Deepfakes Are No Longer Someone Else's Problem

·13PrivacyIssue Analysis

Deepfakes Are No Longer Someone Else's Problem

On February 23, 61 data protection authorities from 52 countries simultaneously signed a single declaration. It was the "Joint Statement on AI-Generated Content and the Protection of Personal Information," adopted by the Global Privacy Assembly (GPA). Korea's Personal Information Protection Commission (PIPC) was among the signatories.

When 52 countries move at the same time, it means the situation is urgent. And the direct trigger for this declaration was xAI's Grok.

What Grok Set Off

In late December 2025, Grok's image editing feature was integrated with X (formerly Twitter). Musk personally promoted it, telling people to "give it a try." Problems erupted almost immediately. Users started uploading photos of real people and entering prompts to undress them.

Over 9 days, Grok generated approximately 4.4 million images on X. Reports emerged that nearly half of those depicted women in sexually explicit content. Images targeting children were included. Grok earned the nickname "xxxAI."

xAI eventually restricted the feature to paid subscribers only, but the EU criticized this as not a fundamental solution, and the UK signaled tighter regulation ahead. Indonesia became the first country in the world to block the Grok service entirely. California prosecutors and attorneys general from 35 U.S. states launched investigations, and House Democrats sent a letter to Musk.

This situation is the direct backdrop to the GPA joint declaration.

Korea Had Already Been Through This

In Korea, deepfake sex crimes aren't a new story. Long before Grok, they had been happening in a far more organized fashion.

In August 2024, large-scale Telegram-based deepfake sex crimes came to light. It started when MBC reported on the Inha University case. In a Telegram chat room with over 1,200 participants, sexually exploitative material had been produced and distributed for years using AI-synthesized faces of female students. When victims discovered what was happening, the perpetrators mocked and threatened them instead.

This wasn't limited to one university. A list of "deepfake victim schools" shared on social media included over 500 middle schools, high schools, and universities nationwide. Of 781 victim support requests, 37% involved minors. Deepfake chat rooms targeting female military personnel were also discovered, and a room distributing sexually exploitative material of family members had over 1,900 participants.

The methods were sophisticated. Under the name "겹지인방" (overlapping acquaintance rooms), participants shared information about women they mutually knew and collected selfies from social media to synthesize with AI. A defining characteristic of these crimes is that as the technological barrier has dropped, the proportion of teenage perpetrators has become overwhelming.

According to the Korean National Police Agency's 2025 crackdown results, 1,827 deepfake sex crime cases occurred over one year, resulting in 1,438 arrests. Of the suspects, 61.8% were teenagers and 30.2% were in their twenties. That means 9 out of 10 suspects were in their teens or twenties.
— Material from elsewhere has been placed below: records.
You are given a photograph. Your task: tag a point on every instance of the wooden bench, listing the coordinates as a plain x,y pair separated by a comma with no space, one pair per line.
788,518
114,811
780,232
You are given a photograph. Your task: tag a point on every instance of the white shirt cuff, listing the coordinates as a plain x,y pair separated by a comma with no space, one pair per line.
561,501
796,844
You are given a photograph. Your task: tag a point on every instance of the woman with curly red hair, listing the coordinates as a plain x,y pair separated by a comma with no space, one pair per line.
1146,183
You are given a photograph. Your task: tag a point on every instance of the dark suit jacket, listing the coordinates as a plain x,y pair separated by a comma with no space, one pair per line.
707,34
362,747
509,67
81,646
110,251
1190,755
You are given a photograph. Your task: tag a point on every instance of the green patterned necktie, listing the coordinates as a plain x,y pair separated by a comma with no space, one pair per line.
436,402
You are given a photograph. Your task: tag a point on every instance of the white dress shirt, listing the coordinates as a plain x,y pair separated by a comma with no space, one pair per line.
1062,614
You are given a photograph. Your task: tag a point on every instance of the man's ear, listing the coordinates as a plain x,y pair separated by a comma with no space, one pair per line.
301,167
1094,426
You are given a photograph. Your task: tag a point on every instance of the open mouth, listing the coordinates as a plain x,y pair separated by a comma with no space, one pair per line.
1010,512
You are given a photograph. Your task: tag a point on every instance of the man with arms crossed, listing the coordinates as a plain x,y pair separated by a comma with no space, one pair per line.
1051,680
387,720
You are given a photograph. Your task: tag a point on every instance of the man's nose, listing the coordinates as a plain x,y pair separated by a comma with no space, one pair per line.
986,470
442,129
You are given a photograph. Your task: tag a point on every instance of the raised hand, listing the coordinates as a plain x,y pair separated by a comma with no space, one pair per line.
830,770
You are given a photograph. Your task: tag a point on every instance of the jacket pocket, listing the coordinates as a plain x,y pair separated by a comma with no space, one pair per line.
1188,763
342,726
The Declaration's Four Principles

Looking at the four principles in the GPA joint declaration, they're aimed squarely at the problems exposed by both the Grok incident and Korea's Telegram deepfake cases.

Safeguards: Technical and administrative measures must be implemented to prevent misuse of personal data and non-consensual generation of sexual content. In Grok's case, the product launched with only minimal guardrails and the damage followed immediately. It's a textbook example of what happens when an AI service ships without proper safeguards.

Transparency: Information about what an AI system can and cannot do must be provided transparently. Users should be able to know what they can and cannot create, and whether generated content was produced by AI.

Redress procedures: Effective mechanisms for swift reporting and removal must be established. One of the biggest problems in the Telegram cases was the difficulty of deletion and investigation. Overseas servers, encrypted communications, destruction of evidence — victims couldn't even find out how far their images had spread.

Protection of children and young people: Age-appropriate information and enhanced protective measures must be implemented. The fact that 37% of victims in Korea's deepfake crimes were minors, and 62% of perpetrators were teenagers, explains why this principle had to be stated separately.

From a Consultant's Perspective

In privacy consulting, most companies think "that would never happen on our service." There's a widespread tendency to view the deepfake problem as an issue only for platform operators or AI developers.

But from an ISMS-P certification standpoint, if a company operates a service with AI capabilities, every one of these principles could become an audit checkpoint. If there's AI that processes user-uploaded images, safeguards are needed. There should be disclosure procedures for AI-generated content. And a system for reporting and removing harmful content must be in place.

This joint declaration isn't binding regulation yet. But 52 countries setting a direction simultaneously is a signal that national legislation will follow this path. Korea already expanded its laws in 2024 by amending the Sexual Violence Punishment Act to criminalize mere possession and viewing of deepfake content, and broadened the scope of undercover investigations to include adult victims.

For companies, the question to ask right now is: "Could the AI features in our service be misused?" As Grok demonstrated, waiting to respond until after an incident means facing the worst-case outcome — global regulatory investigations and service bans.